Un tel corollaire, si contraire, semble-t-il, aux certitudes expérimentales les plus obvies, paraissait bien propre à faire rejeter la théorie de la diffraction proposée par Fresnel. Arago eut confiance dans le caractère naturel, partant dans la clairvoyance de cette théorie ; il tenta l’épreuve ; l’observation donna des résultats qui concordaient absolument avec les prédictions, si peu vraisemblables, du calcul[1].

Ainsi la théorie physique, telle que nous l’avons définie, donne d’un vaste ensemble de lois expérimentales une représentation condensée, favorable à l’économie intellectuelle.

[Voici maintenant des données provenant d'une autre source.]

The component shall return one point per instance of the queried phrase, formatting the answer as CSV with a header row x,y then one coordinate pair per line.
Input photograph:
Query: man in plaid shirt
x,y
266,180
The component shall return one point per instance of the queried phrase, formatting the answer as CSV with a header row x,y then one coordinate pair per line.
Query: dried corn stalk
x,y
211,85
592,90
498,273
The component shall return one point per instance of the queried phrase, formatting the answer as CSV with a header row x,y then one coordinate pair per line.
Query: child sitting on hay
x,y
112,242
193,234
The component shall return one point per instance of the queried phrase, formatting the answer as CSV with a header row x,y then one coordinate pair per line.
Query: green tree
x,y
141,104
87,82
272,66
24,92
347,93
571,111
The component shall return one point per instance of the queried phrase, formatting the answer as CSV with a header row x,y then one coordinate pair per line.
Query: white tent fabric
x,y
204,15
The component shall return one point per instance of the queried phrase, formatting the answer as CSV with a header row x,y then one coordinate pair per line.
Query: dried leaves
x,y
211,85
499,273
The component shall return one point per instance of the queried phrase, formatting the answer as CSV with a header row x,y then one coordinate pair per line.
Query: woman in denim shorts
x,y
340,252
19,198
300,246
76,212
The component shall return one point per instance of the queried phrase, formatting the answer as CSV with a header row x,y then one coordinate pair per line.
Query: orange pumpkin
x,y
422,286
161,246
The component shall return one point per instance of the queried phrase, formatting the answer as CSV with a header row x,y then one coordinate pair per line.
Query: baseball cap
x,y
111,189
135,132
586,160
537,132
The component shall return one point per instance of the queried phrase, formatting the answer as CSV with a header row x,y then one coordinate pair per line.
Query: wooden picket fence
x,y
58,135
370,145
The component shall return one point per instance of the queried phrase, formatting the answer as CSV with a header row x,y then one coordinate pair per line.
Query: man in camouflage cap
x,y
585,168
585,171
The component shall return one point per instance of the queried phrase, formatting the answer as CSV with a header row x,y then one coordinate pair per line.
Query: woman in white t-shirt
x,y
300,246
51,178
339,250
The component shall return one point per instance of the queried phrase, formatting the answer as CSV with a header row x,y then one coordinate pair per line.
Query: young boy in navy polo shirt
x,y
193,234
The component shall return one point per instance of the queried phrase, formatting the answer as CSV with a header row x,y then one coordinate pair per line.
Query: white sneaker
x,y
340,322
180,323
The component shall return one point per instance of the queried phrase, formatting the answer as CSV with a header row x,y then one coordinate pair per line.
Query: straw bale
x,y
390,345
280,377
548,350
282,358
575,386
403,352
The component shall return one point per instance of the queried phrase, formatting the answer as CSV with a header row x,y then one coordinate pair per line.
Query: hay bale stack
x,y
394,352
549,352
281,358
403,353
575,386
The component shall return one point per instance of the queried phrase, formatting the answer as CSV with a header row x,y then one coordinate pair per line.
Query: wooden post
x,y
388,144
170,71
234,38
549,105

Elle classe ces lois ; en les classant, elle les rend plus aisément et plus sûrement utilisables ; en même temps, en mettant de l’ordre dans leur ensemble, elle y met de la beauté.

Elle prend, en se perfectionnant, les caractères d’une classification naturelle ; les groupements qu’elle établit laissent alors soupçonner les affinités réelles des choses.

Ce caractère de classification naturelle se marque surtout par la fécondité de la théorie, qui devine des lois expérimentales non encore observées et en provoque la découverte.

C’en est assez pour que la recherche des théories physiques ne puisse être réputée besogne vaine et oiseuse, bien qu’elle ne poursuive pas l’explication des phénomènes.


  1. Œuvres complètes d’Augustin Fresnel, t. I, pp. 236, 365, 368.